まってました転校生!の半兵衛のレビュー・感想・評価

まってました転校生!(1985年製作の映画)
4.5
日活がロマンポルノの合間に造っていた児童向け映画の中でもトップクラスの傑作。大衆芝居の一座の息子が、32回目に転校してきた小学校で様々なテクニックを駆使して同級生たちと仲良くなっていく様をユーモラスに描いている。
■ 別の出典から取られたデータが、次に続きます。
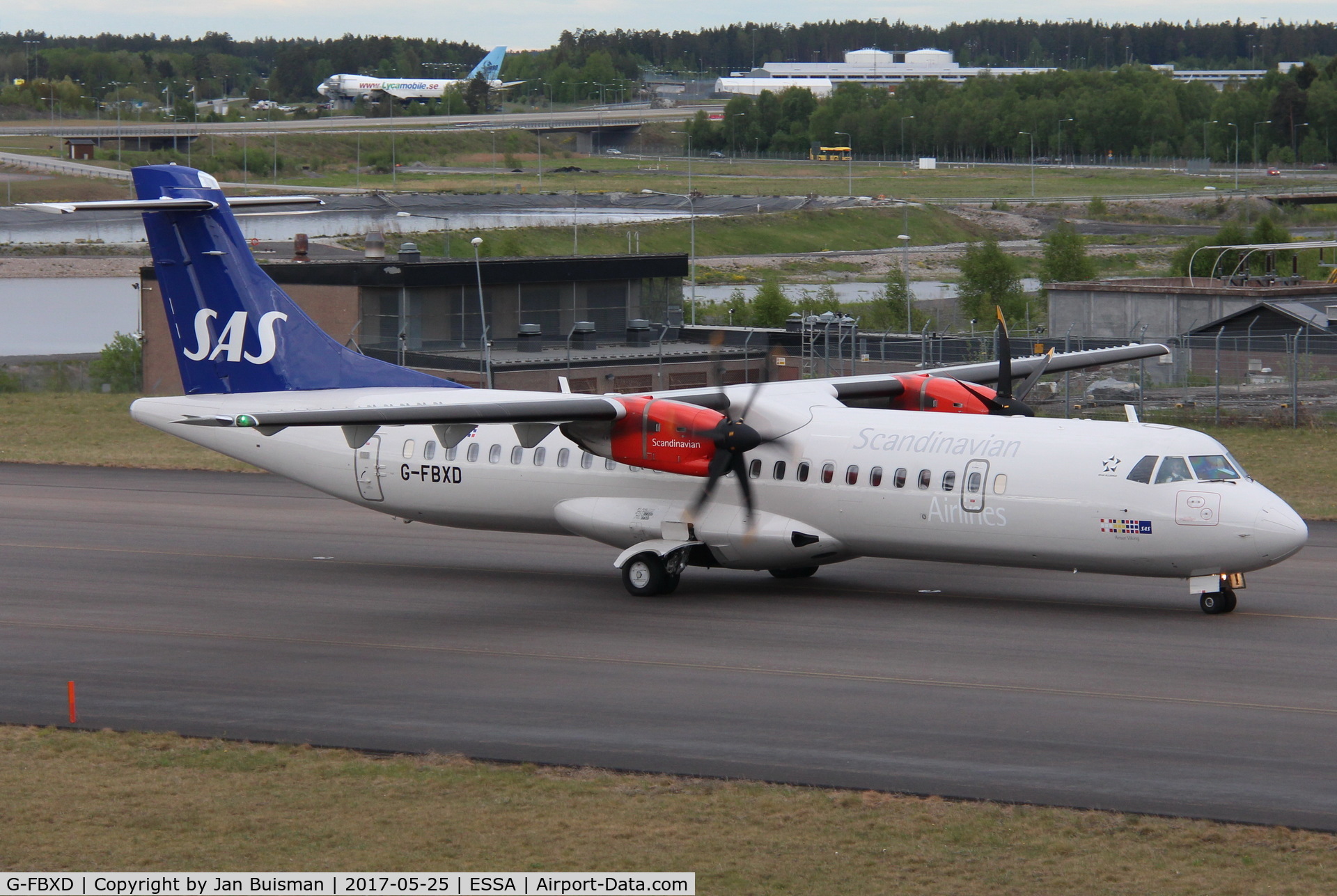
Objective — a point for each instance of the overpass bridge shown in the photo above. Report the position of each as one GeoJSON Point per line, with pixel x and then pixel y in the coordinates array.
{"type": "Point", "coordinates": [606, 127]}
ちょっとませた、でも実は勉強が苦手な主人公を皆川欣也がのびのびと演じていて、他の小学生役の子供達もみな好演。それ以上に、彼らを見守る大人たちの演技が明るく、優しく、それでいてみな生活のバックボーンを感じられるところが単なる子供向け映画にしていない。元子役だった新井康弘の先生や、主人公の両親を演じる蟹江敬三と入江若菜、主人公と仲良くなるヒロインの少女の両親を演じる中田喜子(滅茶苦茶美人)と沼田爆…。

ロマンポルノを初期から後期までずっと支え続けた藤井克彦監督の演出も冴えていて、序盤10分くらいで登場人物の設定や主人公の一座がどういう暮らしをしているかを過不足なく描く演出に舌を巻く。また「無抵抗都市」を思わせる主人公とヒロインの別れのシーンも印象的。また旅芸人の演劇のシステムを詳しく描いているため、主人公の設定をすんなりと受け止められる。

主人公が一座の事情でまた別の地方に移ってからはややタルくなるが、「伊豆の踊子」のような旅芸人の悲哀を主人公が味わう名シーンがあるので許せる(両親ではなく、一座の老役者が主人公を慰めるのが○)。

そしてラストでタイトルの意味が解るのも見事。